# Drum roll please....



## Created2Write (Aug 25, 2011)

Because I'm pregnant!

Found out last night. Didn't plan this, but we're super happy.


----------



## naga75 (Jul 5, 2012)

congratuations!
first?
second?
eighth?


----------



## Faithful Wife (Oct 31, 2012)

Oh girlfriend...you are in for the ride of your life! So happy for you. There's nothing like parenthood, no other relationship or emotional state in human experience is like it....buckle up!


----------



## soccermom2three (Jan 4, 2013)

Congratulations!


----------



## RandomDude (Dec 18, 2010)

Congrats


----------



## Created2Write (Aug 25, 2011)

It's out first. I've never been pregnant before. I scheduled my first OBGYN appointment today. It's May 6th.


----------



## Zatol Ugot? (Mar 5, 2012)

Fantastic! Congratulations! You are in for a change in your life like no other...but it is so totally worth it!


----------



## Maricha75 (May 8, 2012)

Congratulations hon! You know all these ladies on here will be more than happy to help you out with anything you want to know! 

Maybe some of the men, too... maybe.


----------



## Cosmos (May 4, 2012)

A big Congratulations to you and your H!


----------



## Created2Write (Aug 25, 2011)

Thanks everyone! It's a blessing to have such a support system here where we live, and also on here with all of you! <3


----------



## Almostrecovered (Jul 14, 2011)

doomed

but misery loves company, so congrats


----------



## daisygirl 41 (Aug 5, 2011)

Lovely news
X
_Posted via Mobile Device_


----------



## Anon Pink (Jan 17, 2013)

AR, I'm just gonna follow you around all day and laugh.

Congrats C2W! Get all the sex in now, after the baby's born... It may be a while.


----------



## southern wife (Jul 22, 2011)

Congrats!!!!!! :yay:


----------



## Almostrecovered (Jul 14, 2011)

Purple Heart thanks you in advance for the large donation of size 2 clothing


----------



## RandomDude (Dec 18, 2010)

Your first?! =O
Lol you're in for it now!


----------



## waiwera (Sep 8, 2009)

Yeah...a baby! 
Congratulations!!

I do love other peoples babies..


----------



## committed4ever (Nov 13, 2012)

From one first-timer to another - Congratulations!!!

How far along are you? do you have a baby bump yet? Isn't it SO EXCITING! 

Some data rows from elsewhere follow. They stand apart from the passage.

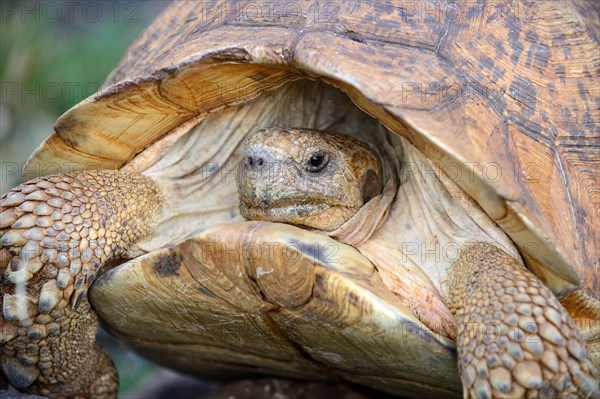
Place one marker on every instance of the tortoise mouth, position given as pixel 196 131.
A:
pixel 319 215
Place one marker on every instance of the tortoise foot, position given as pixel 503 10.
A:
pixel 515 339
pixel 56 233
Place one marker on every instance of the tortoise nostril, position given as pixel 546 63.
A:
pixel 254 161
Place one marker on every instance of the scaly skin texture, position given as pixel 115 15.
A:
pixel 514 340
pixel 276 181
pixel 56 232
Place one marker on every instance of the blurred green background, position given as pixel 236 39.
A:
pixel 53 54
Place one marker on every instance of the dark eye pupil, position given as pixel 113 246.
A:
pixel 316 160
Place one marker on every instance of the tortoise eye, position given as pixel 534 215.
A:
pixel 317 162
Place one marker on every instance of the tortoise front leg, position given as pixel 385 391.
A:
pixel 56 233
pixel 514 339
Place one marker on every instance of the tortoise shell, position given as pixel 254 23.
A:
pixel 502 98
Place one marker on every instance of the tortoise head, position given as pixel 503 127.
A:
pixel 306 177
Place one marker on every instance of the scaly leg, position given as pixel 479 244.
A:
pixel 515 339
pixel 56 232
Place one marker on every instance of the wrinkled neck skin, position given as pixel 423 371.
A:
pixel 428 221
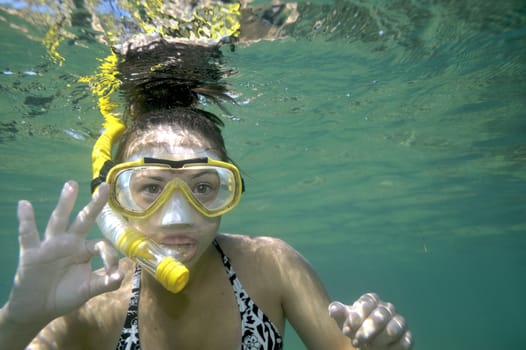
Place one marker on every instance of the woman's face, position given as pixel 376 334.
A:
pixel 177 226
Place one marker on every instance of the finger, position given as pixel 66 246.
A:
pixel 58 222
pixel 385 327
pixel 27 230
pixel 404 343
pixel 359 311
pixel 87 216
pixel 108 254
pixel 338 311
pixel 112 278
pixel 99 284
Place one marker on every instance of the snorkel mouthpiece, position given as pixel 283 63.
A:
pixel 172 274
pixel 169 272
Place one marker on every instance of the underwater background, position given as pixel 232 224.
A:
pixel 384 140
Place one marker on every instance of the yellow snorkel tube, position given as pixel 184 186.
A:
pixel 172 274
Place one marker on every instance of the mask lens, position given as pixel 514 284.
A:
pixel 210 189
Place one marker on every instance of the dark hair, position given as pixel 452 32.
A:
pixel 162 82
pixel 204 123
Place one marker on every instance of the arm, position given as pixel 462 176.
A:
pixel 369 323
pixel 305 301
pixel 54 275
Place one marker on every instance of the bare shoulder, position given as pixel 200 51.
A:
pixel 268 256
pixel 259 247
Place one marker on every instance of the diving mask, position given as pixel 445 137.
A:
pixel 139 188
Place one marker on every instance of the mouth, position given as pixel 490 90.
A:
pixel 180 248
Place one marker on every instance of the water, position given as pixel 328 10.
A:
pixel 392 154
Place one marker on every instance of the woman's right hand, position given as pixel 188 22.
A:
pixel 54 274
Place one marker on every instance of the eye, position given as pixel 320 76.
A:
pixel 152 189
pixel 202 188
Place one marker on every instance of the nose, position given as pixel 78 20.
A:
pixel 176 210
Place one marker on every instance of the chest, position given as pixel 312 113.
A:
pixel 213 322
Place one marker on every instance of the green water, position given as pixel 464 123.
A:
pixel 394 162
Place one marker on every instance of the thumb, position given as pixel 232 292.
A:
pixel 338 311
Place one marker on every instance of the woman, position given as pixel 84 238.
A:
pixel 173 181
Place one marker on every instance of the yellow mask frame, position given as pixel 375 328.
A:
pixel 235 185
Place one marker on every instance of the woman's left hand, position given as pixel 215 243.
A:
pixel 372 324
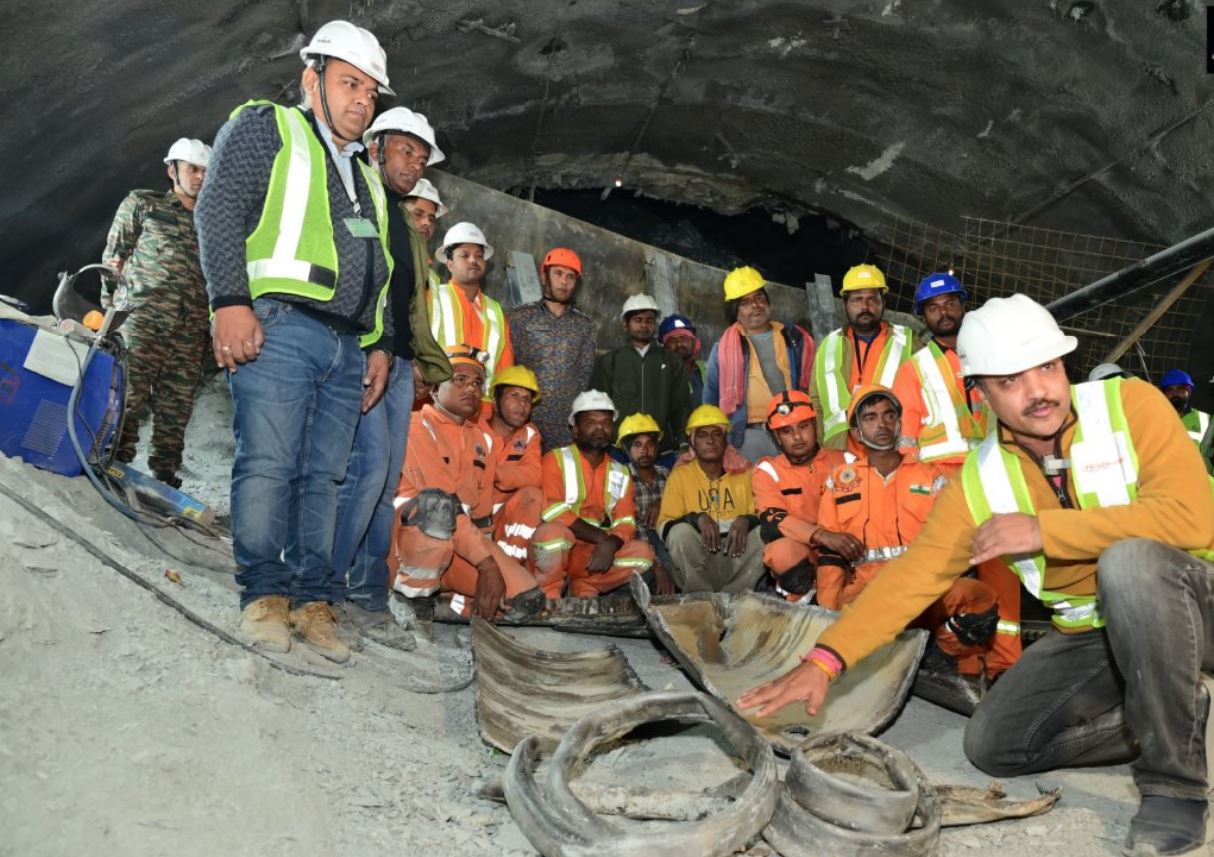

Hey ladies of TAM, there was someone else on this board when I first came on who was pregnant, but I can't remember who it was. I think she may have been pretty far along around Christmas time. She was a pretty frequent poster, so I figure she must have had her baby and has been busy ever since. Anybody remember?


----------



## Interlocutor (Dec 29, 2011)

I was deluded into believing I possessed hopes and dreams up until I had my son. Then I realized my life before that was simply a headstart on building the model of a person I needed to be and to continue working on being for my boy. My opinions, my successes, my knowledge, and my experiences I learned were just gifts that I could finally present to the one to whom they would matter and mean something. When my little boy tells me he loves me, the world pauses and I am its supreme ruler. I spend every waking moment thinking about him and the rest dreaming about him.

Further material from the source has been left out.